Seizures are a common clinical occurrence throughout the disease course in HGG, estimated to affect 30–60% of patients with HGG [3, 4]. While many studies have explored the impact of surgical and medical HGG treatment on seizure incidence and prevalence, limited studies have assessed the prognostic effect of seizures occurring in the post-treatment setting [5, 6].

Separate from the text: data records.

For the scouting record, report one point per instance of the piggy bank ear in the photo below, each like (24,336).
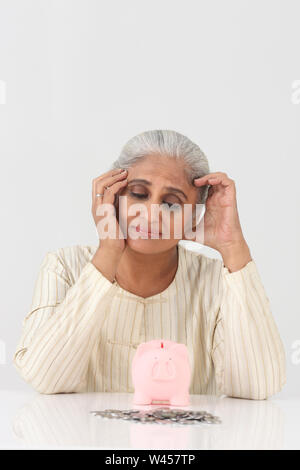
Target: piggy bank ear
(179,349)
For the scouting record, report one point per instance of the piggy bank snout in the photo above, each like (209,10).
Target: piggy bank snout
(163,369)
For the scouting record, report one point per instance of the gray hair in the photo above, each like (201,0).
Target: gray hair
(166,143)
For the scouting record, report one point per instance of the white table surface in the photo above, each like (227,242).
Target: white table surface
(33,420)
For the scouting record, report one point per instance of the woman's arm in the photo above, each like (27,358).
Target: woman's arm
(62,326)
(248,353)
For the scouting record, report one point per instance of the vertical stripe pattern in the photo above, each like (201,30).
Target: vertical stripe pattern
(82,331)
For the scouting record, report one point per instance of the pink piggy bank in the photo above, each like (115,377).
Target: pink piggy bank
(161,371)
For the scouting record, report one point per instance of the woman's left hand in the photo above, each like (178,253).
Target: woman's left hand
(222,228)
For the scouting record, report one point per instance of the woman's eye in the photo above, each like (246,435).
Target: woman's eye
(173,205)
(141,196)
(170,205)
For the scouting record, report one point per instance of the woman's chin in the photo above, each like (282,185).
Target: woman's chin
(146,245)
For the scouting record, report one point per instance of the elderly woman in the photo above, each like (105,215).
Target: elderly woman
(93,305)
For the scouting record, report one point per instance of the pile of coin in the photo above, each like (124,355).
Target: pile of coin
(161,415)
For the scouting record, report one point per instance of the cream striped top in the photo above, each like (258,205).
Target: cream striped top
(82,330)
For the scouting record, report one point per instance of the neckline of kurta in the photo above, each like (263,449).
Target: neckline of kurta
(161,296)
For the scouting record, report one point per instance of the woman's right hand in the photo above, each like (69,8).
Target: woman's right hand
(109,184)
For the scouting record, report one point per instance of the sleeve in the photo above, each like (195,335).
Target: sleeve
(61,328)
(248,353)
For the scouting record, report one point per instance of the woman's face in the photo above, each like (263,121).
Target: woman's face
(156,180)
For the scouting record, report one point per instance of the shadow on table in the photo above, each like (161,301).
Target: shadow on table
(64,420)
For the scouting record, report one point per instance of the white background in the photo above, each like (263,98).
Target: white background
(82,77)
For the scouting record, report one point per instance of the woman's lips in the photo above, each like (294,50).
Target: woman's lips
(138,229)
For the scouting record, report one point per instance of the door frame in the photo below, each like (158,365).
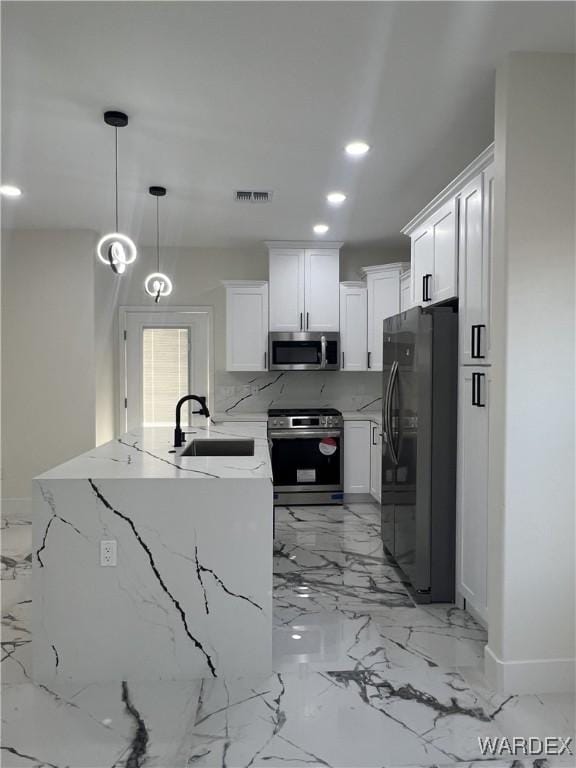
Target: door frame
(123,314)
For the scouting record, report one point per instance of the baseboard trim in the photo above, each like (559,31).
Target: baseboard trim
(533,676)
(16,509)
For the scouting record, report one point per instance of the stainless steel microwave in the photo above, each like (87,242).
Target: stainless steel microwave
(304,351)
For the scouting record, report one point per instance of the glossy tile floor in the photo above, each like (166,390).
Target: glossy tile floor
(362,676)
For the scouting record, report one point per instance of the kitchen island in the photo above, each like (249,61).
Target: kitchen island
(190,595)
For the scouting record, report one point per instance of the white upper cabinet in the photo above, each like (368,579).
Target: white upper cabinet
(451,250)
(383,284)
(435,257)
(322,289)
(475,253)
(304,287)
(406,291)
(286,278)
(246,325)
(353,326)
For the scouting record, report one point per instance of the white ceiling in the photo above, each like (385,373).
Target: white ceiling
(259,95)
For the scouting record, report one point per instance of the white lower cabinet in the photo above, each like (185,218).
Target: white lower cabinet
(356,457)
(376,461)
(246,325)
(472,499)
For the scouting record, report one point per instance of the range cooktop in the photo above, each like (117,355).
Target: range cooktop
(303,412)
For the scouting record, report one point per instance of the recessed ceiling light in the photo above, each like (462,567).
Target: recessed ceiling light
(10,191)
(335,198)
(357,148)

Recently, a positive seizure history at initial HGG presentation has been shown to associate with improved overall survival: a 2017 meta-analysis of 1,836 GBM patients found reduced mortality with positive seizure history (HR = 0.71, P = < 0.00001); a 2018 meta-analysis of 2,088 patients showed increased mortality with negative seizure history (HR = 1.73, P = < 0.001) [7, 8]. Current theories for the underlying mechanism behind a possible protective effect of seizures in HGG include both cellular theories (such as an association with IDH1 mutation) and clinical theories (such as early detection of HGG through seizure work-up) [7].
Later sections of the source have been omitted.